Но «шестидесятники» были демократами в том смысле, что апеллировали к ценностям и идеалам, которые разделяло - на тот момент - большинство общества. А либералы сегодняшние прекрасно отдают себе отчет в том, что находятся в непримиримом противостоянии с большинством, осуждая «неправильный» народ, для которого - при всех ее очевидных пороках - ближе оказывается все-таки власть. Этот принципиальный антидемократизм является вполне осознанным и последовательным, многократно сформулированным и выраженным, несмотря на все мечтания о «европейских демократических процедурах». Если дореволюционная либеральная публика сборником «Вехи» свою идейную эволюцию закончила, то нынешняя с тех же позиций начинает.

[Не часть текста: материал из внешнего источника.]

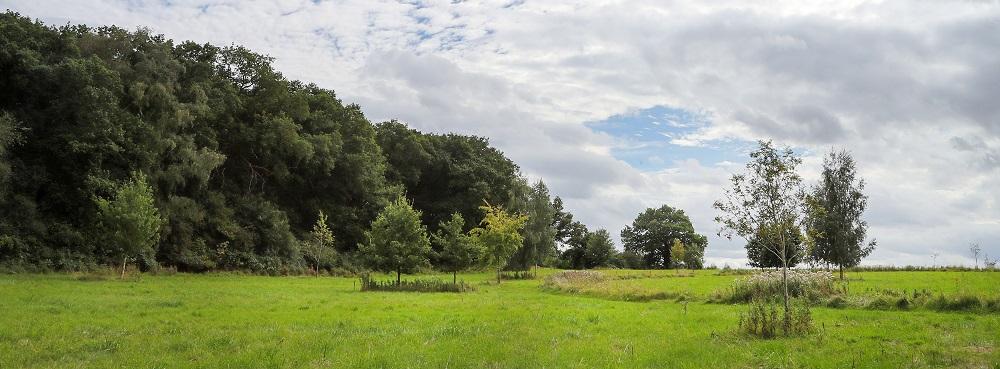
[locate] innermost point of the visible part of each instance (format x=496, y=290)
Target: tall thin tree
x=834, y=210
x=765, y=201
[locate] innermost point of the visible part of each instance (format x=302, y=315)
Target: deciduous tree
x=653, y=232
x=128, y=221
x=457, y=251
x=834, y=210
x=397, y=241
x=499, y=235
x=765, y=201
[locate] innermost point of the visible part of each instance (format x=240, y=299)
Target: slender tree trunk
x=784, y=279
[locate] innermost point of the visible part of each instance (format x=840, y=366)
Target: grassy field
x=233, y=321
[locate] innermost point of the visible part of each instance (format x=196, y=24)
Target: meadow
x=242, y=321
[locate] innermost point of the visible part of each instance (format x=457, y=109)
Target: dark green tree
x=456, y=250
x=397, y=241
x=653, y=232
x=539, y=234
x=834, y=210
x=128, y=221
x=599, y=249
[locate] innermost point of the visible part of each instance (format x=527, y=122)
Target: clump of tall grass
x=419, y=285
x=573, y=280
x=812, y=285
x=765, y=319
x=516, y=275
x=597, y=284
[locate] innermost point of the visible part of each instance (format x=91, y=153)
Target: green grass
x=219, y=321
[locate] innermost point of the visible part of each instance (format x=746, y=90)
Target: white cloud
x=909, y=87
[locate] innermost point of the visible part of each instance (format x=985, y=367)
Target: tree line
x=123, y=147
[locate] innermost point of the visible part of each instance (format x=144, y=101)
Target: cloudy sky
x=621, y=105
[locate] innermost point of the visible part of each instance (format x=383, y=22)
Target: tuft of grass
x=419, y=285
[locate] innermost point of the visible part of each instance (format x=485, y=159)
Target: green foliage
x=761, y=319
x=397, y=241
x=539, y=234
x=450, y=173
x=833, y=214
x=499, y=235
x=318, y=249
x=762, y=248
x=764, y=203
x=128, y=222
x=677, y=252
x=599, y=249
x=769, y=286
x=239, y=158
x=456, y=251
x=653, y=232
x=419, y=285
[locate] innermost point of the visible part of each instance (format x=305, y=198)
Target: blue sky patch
x=644, y=138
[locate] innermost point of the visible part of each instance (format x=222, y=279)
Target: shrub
x=764, y=319
x=836, y=302
x=419, y=285
x=768, y=286
x=511, y=275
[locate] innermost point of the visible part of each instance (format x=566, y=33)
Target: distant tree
x=457, y=250
x=397, y=241
x=318, y=250
x=677, y=253
x=499, y=235
x=765, y=202
x=539, y=233
x=653, y=232
x=975, y=250
x=128, y=221
x=10, y=137
x=833, y=214
x=599, y=249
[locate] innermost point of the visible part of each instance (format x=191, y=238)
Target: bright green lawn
x=219, y=321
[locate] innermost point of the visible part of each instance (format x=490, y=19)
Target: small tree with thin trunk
x=677, y=253
x=129, y=221
x=318, y=250
x=975, y=249
x=500, y=236
x=397, y=240
x=457, y=251
x=834, y=210
x=764, y=202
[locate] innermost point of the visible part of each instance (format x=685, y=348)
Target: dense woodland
x=245, y=169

На этом повесть об истории русской интеллигенции можно было бы и закончить, если бы не одно обстоятельство. Если «наверху общества» политическая эволюция либералов завершается исчезновением всех интеллигентских традиций и ценностей, кроме веры в собственную исключительность, то в низах образованного сословия созревают предпосылки для возрождения интеллигентского народнического сознания. Превращение «бюджетников» в интеллигенцию, похоже, уже началось. Но окончательно это выяснится только тогда, когда на сцену выйдет новое общественное движение, вдохновляемое все теми же левыми и радикально-демократическими идеями.
Периферийная империя
Всегда на порогеВечная Россия. Художник Илья Глазунов
Вылететь из аэропорта Курумоч было совершенно невозможно. Туман парализовал воздушное движение. Впрочем, здесь это обычное дело - какой-то очень умный человек догадался устроить взлетно-посадочную полосу в ложбине, которая заволакивается туманом регулярно.
Ждать погоды не было никакой возможности. На вопрос о том, долго ли продлится нелетная погода, местные философски отвечали: может, и скоро распогодится… а может, вообще… Это загадочное «вообще» наводило на грустные мысли. Но в Москву надо было все же возвращаться.
Сдав билет, я поймал такси и направился на железнодорожный вокзал Самары. Как только машина въехала на улицы города, она чуть не провалилась в яму. Это было хуже, чем на сельской дороге.
«У нас в Самаре самые плохие дороги в России!» - провозгласил таксист, почему-то с гордостью.
«Ну, с этим многие города могут поспорить», - возразил я.
Таксист обиделся. «Нет. Хуже, чем в Самаре, не бывает. Таких ям и выбоин, как у нас нигде нет! Ни у кого!»